Lembranças Literárias : Lembranças Literárias
Um corvo arranjou um ninho em uma ilha muito distante, e quando teve filhos pensou em levá-los para o continente. Primeiro tomou um para com ele atravessar o oceano.
Chegando ao meio do caminho, porém, sentiu-se bastante fatigado e, diminuindo o voo, pensou de si para consigo: Agora que sou forte e ele fraco, posso perfeitamente levá-lo, mas quando a velhice vier bater-me à porta, lembrar-se-a do que lhe fiz?
E logo perguntou ao filho:
– Quando fores forte e eu perder as forças, levar-me-a assim?
Responde com franqueza!
O filho temendo que ele o deixasse cair, não vacilou em responder:
– Sim, levar-te-ei para onde quiseres!
Entretanto, o corvo não acreditou nas palavras do filho, e abriu as garras. Como uma flecha, o pequeno corvo caiu na imensidão do oceano e se afogou.

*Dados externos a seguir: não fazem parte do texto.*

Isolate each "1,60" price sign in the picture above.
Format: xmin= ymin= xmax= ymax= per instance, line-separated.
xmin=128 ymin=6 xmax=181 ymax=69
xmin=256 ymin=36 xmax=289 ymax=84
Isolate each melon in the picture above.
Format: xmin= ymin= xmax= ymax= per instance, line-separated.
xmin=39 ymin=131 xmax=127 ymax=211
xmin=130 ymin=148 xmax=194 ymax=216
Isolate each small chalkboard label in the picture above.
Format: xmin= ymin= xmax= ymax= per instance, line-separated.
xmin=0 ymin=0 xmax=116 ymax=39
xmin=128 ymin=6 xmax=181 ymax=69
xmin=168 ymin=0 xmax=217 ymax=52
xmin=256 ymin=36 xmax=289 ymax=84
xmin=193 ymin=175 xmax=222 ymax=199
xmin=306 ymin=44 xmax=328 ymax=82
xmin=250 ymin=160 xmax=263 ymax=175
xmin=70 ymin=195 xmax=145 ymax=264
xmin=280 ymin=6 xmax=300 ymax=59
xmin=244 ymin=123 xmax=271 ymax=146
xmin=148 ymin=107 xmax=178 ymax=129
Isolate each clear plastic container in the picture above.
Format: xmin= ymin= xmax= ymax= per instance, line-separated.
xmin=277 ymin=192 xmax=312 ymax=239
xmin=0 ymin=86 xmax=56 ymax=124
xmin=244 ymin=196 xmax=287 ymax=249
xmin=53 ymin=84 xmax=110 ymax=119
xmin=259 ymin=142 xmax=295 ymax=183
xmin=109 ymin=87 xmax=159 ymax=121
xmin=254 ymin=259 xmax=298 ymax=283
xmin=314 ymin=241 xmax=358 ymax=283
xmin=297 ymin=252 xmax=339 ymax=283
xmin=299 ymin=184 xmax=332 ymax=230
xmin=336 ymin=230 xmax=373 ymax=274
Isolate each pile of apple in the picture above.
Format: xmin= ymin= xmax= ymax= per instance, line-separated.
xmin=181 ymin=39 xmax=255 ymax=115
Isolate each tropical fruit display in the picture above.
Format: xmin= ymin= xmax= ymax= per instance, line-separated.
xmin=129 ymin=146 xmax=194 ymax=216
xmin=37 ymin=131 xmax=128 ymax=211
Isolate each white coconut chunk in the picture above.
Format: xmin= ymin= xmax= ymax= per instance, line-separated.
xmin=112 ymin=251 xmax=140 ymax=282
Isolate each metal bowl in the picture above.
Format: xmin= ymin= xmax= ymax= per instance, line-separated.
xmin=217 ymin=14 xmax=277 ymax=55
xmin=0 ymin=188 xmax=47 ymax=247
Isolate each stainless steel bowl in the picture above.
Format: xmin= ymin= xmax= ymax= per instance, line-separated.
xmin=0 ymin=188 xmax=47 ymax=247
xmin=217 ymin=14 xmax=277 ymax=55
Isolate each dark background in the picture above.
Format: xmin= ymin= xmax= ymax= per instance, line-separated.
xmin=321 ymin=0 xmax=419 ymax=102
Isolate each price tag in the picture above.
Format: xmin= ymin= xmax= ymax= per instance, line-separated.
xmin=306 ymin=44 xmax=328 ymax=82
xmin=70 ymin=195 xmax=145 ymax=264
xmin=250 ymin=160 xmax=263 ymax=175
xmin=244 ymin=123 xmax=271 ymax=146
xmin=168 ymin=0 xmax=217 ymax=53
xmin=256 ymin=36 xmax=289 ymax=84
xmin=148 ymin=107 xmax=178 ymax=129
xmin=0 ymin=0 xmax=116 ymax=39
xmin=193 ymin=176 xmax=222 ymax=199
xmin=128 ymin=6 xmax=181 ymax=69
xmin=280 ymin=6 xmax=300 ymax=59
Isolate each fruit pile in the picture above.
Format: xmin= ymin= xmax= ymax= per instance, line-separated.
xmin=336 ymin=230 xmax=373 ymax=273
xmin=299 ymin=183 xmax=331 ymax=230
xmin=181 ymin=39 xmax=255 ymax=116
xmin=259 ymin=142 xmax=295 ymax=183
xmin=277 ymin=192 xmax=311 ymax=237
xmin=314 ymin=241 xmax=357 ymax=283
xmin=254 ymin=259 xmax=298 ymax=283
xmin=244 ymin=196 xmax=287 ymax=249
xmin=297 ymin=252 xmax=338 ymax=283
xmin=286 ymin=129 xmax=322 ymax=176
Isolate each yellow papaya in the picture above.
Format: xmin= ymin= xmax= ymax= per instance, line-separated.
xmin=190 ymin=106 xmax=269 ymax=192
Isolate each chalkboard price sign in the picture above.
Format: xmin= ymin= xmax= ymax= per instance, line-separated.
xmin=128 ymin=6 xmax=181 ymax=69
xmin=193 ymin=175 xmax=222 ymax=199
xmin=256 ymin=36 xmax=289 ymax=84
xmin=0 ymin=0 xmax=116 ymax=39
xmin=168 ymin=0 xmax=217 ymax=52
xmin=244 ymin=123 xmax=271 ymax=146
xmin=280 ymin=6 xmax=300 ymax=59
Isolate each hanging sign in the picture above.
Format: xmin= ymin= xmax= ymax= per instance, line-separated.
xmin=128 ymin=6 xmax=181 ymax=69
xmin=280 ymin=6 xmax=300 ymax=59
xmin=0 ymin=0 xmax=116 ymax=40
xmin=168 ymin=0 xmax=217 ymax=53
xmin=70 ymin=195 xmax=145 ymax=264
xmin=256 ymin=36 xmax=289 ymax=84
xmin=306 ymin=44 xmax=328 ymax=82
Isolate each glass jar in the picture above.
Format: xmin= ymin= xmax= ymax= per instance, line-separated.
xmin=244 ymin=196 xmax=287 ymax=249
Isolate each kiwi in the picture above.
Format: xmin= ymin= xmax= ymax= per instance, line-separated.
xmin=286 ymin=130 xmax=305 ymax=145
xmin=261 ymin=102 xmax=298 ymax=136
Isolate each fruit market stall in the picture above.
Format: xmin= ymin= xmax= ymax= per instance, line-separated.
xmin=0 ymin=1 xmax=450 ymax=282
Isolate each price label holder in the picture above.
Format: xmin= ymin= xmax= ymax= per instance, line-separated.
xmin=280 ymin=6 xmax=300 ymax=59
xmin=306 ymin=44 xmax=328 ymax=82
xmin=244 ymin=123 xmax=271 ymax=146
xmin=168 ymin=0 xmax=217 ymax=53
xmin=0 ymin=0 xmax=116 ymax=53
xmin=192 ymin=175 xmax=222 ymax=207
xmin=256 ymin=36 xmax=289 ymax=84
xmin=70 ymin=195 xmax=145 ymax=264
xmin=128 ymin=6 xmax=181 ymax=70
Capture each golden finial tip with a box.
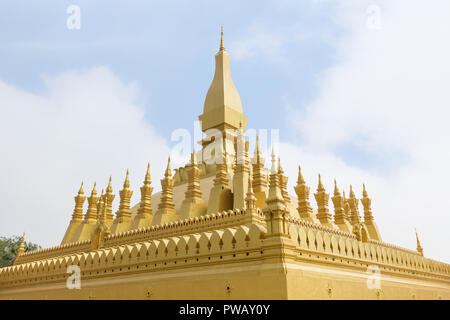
[219,26,225,51]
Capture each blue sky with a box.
[0,0,450,261]
[0,1,343,149]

O velho corvo então rumou para a ilha, tomou o segundo, e começou a atravessar novamente o mar.
De novo sentindo se exausto fez ao outro filho, a mesma pergunta, obtendo idêntica resposta:
– Sim. É meu dever.
O pai também não acreditou e largou- o. Quando regressou à ilha, no ninho havia apenas um filho, tomou-o e dirigiu-se, como anteriormente, para o mar.
Fatigado, pela terceira vez, perguntou:
– Vais manter-me na minha velhice e transportar-me assim, quando eu não tiver mais forças?
Ao que o jovem corvo respondeu:
– Não!
-Por quê? Perguntou o pai.
Porque quando fores velho, eu serei forte, terei um ninho meu, e filhos para alimentar e transportar como hoje o fazes por mim.
Então pensou o velho:
– Este sim, disse a verdade. E por isso, em recompensa, vou levá-lo a outra margem.
E assim fez.
Tradução livre de T. Andrade
(Tribuna do Norte 2/11/1930)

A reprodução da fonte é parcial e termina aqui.